Opinions of Thursday, 20 February 2020

Columnist: Kwame Okoampa-Ahoofe, Jr., Ph.D.

Coronavirus and Ghanaian students in China

File Photo File Photo

I had been mulling the Coronavirus epidemic outbreak in China and the Ghana Government’s response to this most deadly disease for quite a little while, before I came across the rather heart-wrenching article by Mr. Sakinatu Issaka captioned “Coronavirus: My Experience as a Ghanaian Student Stuck in Wuhan” Modernghana.com 2/17/20). As the writer desperately notes, “When the incident began escalating, different countries[,] including USA, France, Australia, Japan, Morocco, Mauritania, East Timor, Papua New Guinea, Jordan, Iraq and Iran[,] among others[,] came to evacuate their citizens from Wuhan,” in Hubei Province.
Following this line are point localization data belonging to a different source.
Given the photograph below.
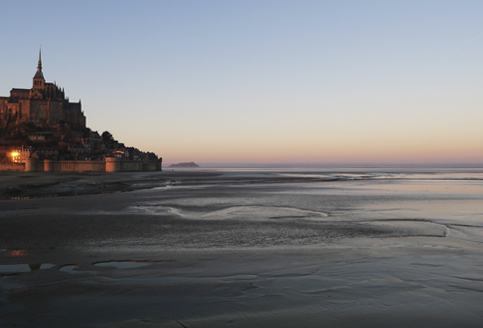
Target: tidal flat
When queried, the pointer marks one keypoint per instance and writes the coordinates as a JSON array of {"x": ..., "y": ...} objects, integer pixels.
[{"x": 362, "y": 247}]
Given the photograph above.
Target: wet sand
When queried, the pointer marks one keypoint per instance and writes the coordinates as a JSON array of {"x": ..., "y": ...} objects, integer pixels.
[{"x": 245, "y": 249}]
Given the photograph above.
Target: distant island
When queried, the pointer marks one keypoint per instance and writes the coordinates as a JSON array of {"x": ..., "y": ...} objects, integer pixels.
[{"x": 185, "y": 165}]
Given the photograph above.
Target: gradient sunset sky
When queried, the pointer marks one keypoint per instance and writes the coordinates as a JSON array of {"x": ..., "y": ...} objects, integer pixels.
[{"x": 263, "y": 81}]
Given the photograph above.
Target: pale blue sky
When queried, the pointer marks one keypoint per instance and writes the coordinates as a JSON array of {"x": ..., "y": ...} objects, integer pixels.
[{"x": 263, "y": 81}]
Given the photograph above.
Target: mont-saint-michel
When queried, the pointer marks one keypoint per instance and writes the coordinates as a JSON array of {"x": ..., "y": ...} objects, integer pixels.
[{"x": 41, "y": 130}]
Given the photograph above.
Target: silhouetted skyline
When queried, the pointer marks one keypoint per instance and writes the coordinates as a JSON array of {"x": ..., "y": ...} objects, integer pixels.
[{"x": 276, "y": 81}]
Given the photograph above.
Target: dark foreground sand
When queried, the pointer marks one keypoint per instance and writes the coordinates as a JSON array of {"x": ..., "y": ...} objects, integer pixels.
[{"x": 122, "y": 260}]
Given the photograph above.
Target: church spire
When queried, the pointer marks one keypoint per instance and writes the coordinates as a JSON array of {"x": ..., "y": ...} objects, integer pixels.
[
  {"x": 39, "y": 66},
  {"x": 39, "y": 80}
]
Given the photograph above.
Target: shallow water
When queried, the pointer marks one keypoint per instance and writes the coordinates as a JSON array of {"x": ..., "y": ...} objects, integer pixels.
[{"x": 261, "y": 248}]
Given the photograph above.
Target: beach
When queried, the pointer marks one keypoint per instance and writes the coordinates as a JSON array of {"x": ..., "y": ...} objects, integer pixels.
[{"x": 366, "y": 247}]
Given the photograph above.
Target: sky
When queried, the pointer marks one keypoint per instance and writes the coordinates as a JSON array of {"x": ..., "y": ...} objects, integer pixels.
[{"x": 263, "y": 81}]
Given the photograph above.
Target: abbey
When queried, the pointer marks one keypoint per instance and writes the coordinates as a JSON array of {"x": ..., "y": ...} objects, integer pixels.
[{"x": 44, "y": 104}]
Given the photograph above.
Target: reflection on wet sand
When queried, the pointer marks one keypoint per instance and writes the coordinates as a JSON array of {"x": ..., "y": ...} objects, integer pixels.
[{"x": 331, "y": 248}]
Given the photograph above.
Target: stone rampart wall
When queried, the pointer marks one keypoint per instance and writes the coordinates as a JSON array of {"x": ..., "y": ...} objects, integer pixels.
[
  {"x": 12, "y": 167},
  {"x": 109, "y": 165}
]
That, of course, is the usual kneejerk “diplomatic” reaction whenever there occurs any outbreak of a deadly disease or the predicted imminent outbreak of any act of possible or potential terrorism or civil strife in any part of the world, especially in any part of the Third World, so-called, on the part of governments of the industrially advanced countries.
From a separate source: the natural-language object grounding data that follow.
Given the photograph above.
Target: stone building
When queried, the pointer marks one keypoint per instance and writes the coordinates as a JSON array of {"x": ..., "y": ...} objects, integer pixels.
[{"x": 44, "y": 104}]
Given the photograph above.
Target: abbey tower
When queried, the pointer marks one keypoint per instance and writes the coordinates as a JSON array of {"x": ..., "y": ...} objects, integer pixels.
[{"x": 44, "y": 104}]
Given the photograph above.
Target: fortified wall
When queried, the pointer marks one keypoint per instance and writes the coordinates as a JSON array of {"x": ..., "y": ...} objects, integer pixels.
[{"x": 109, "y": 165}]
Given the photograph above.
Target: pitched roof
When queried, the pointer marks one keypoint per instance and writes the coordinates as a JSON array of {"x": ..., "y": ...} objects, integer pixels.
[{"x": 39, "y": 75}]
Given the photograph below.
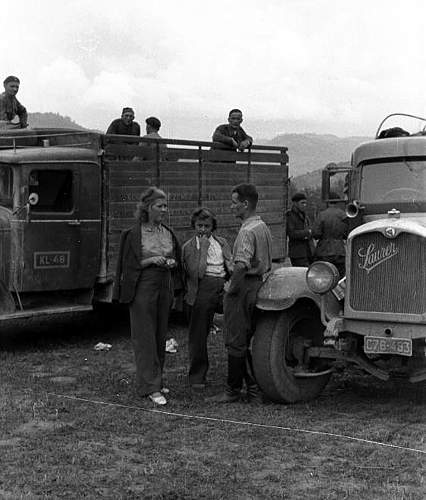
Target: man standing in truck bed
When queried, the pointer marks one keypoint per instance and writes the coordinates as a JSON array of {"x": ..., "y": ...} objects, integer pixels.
[
  {"x": 331, "y": 230},
  {"x": 300, "y": 243},
  {"x": 231, "y": 136},
  {"x": 10, "y": 107},
  {"x": 125, "y": 125}
]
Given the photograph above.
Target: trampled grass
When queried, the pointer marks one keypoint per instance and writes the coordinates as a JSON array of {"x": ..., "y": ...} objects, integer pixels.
[{"x": 55, "y": 447}]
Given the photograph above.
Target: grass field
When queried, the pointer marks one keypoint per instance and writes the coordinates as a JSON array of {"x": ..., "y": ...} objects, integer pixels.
[{"x": 55, "y": 447}]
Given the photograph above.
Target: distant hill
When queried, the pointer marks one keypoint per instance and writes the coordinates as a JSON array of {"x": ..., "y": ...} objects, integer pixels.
[
  {"x": 54, "y": 120},
  {"x": 309, "y": 152},
  {"x": 311, "y": 180}
]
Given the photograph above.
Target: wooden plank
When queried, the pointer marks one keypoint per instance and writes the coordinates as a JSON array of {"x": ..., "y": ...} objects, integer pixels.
[
  {"x": 141, "y": 152},
  {"x": 111, "y": 138}
]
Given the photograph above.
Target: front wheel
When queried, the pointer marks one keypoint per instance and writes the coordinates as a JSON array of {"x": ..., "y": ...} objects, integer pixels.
[{"x": 278, "y": 347}]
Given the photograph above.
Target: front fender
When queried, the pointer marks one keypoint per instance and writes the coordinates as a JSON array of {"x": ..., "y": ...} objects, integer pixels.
[{"x": 285, "y": 286}]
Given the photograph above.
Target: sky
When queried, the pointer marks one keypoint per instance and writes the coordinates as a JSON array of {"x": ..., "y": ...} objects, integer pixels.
[{"x": 292, "y": 66}]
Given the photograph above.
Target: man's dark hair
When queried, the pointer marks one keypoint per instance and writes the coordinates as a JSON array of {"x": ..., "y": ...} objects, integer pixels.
[
  {"x": 11, "y": 78},
  {"x": 247, "y": 192},
  {"x": 153, "y": 122},
  {"x": 203, "y": 213},
  {"x": 234, "y": 111}
]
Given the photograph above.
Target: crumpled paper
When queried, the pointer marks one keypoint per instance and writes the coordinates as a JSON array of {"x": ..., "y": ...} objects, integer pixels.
[
  {"x": 171, "y": 345},
  {"x": 100, "y": 346}
]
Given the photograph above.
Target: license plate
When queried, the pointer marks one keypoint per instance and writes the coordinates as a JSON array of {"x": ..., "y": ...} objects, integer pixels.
[{"x": 380, "y": 345}]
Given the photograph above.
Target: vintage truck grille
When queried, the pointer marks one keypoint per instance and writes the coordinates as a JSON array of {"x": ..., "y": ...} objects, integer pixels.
[{"x": 388, "y": 275}]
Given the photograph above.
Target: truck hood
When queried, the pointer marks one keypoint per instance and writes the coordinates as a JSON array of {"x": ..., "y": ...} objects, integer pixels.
[{"x": 390, "y": 227}]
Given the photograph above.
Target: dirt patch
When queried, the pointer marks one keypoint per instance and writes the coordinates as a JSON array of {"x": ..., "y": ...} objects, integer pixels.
[
  {"x": 57, "y": 447},
  {"x": 39, "y": 426}
]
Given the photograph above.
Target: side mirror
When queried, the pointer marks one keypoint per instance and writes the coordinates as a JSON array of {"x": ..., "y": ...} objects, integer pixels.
[{"x": 33, "y": 199}]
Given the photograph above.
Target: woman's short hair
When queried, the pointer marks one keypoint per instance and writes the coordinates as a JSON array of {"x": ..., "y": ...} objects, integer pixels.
[
  {"x": 146, "y": 200},
  {"x": 202, "y": 213}
]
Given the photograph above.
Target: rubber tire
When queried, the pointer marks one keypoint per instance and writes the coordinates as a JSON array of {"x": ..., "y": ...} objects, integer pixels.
[{"x": 272, "y": 373}]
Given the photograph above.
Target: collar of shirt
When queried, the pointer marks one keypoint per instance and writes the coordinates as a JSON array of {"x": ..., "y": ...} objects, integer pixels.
[
  {"x": 197, "y": 239},
  {"x": 151, "y": 227},
  {"x": 250, "y": 219}
]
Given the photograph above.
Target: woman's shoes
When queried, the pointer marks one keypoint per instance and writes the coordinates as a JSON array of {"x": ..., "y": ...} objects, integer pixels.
[{"x": 158, "y": 398}]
In a quite practical sense, I was a bit proud that the Government of Ghana had not joined the rat-pack panic of the usual suspects of countries that led the exodus of their nationals on the first chance out of China. I was proud because, for once, I thought that our leaders were apt to proving to the rest of the world or the global community that Ghanaians did not docilely march according to the tune and/or the rhythm of any other country. On the other hand, another quite urgent part of me was a bit wistful and almost skeptical, if also because my take on such official reticence was informed by my appreciation of Ghana’s recent very close diplomatic association and relationship with China under the tenure of President Addo Dankwa Akufo-Addo, in a way that had not been witnessed since the late 1950s and the early 1960s, when the future Premier Chou Enlai was China’s Ambassador Extraordinary and Plenipotentiary to Ghana.
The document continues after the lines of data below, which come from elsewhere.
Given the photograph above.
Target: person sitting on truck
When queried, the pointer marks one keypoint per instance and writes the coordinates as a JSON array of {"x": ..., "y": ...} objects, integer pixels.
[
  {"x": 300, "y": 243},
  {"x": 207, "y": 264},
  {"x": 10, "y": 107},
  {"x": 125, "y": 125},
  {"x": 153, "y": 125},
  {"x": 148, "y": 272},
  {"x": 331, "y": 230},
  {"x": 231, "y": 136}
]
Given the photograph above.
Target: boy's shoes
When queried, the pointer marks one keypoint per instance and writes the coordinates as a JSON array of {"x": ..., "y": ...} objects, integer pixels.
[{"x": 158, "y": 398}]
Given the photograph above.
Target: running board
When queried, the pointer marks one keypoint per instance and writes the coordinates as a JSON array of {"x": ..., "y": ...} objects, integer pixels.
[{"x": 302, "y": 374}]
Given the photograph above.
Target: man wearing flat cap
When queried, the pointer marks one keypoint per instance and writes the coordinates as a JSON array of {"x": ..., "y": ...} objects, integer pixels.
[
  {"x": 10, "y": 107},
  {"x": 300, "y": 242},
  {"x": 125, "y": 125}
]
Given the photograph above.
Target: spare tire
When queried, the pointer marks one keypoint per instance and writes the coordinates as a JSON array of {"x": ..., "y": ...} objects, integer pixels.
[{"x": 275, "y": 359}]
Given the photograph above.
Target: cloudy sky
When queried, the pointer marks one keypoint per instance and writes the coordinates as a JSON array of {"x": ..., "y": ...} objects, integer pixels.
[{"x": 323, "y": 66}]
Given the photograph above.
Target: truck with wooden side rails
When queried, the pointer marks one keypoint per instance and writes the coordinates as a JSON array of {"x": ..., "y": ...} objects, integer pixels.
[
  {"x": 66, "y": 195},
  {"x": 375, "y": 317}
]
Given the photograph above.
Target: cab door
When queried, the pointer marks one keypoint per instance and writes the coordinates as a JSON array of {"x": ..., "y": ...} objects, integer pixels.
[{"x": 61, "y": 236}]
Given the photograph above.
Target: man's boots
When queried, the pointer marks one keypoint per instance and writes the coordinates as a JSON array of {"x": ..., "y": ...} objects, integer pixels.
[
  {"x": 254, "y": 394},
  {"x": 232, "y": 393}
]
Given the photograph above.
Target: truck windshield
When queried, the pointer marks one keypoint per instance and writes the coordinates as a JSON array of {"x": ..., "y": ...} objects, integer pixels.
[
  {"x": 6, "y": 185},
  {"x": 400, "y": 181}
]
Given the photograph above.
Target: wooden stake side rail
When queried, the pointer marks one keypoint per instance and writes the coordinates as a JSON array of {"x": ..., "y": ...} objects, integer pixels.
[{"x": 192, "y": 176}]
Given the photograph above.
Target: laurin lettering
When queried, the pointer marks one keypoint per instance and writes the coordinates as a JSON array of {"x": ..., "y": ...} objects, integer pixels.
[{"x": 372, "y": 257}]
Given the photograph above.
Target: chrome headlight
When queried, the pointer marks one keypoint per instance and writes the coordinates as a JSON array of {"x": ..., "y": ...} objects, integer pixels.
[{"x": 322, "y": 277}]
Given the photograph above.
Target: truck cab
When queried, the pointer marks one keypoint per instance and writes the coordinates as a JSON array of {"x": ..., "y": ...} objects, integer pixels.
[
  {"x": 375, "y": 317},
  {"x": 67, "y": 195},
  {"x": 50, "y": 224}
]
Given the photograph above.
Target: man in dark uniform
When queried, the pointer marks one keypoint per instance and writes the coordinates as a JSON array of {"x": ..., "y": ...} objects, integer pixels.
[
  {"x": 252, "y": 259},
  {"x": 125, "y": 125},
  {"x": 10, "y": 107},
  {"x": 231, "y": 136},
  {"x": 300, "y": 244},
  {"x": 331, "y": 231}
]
I also thought about the general ramshackle state of the country’s healthcare system and wondered whether making our China-resident students stay put not the savviest approach, in view of the quite glaring fact that our own medical personnel or so-called First Responders back home may very well not be adequately equipped or fully prepared to deal with the veritable menace that was the coronavirus disease, should a remarkable number of these students arrive back home and test positive for the virus. There was also, of course, the high risk of some of these students contracting the virus once they stepped outside their dormitory buildings, where they had been “securely” holed up and were presumably being closely monitored by Chinese healthcare personnel and government authorities.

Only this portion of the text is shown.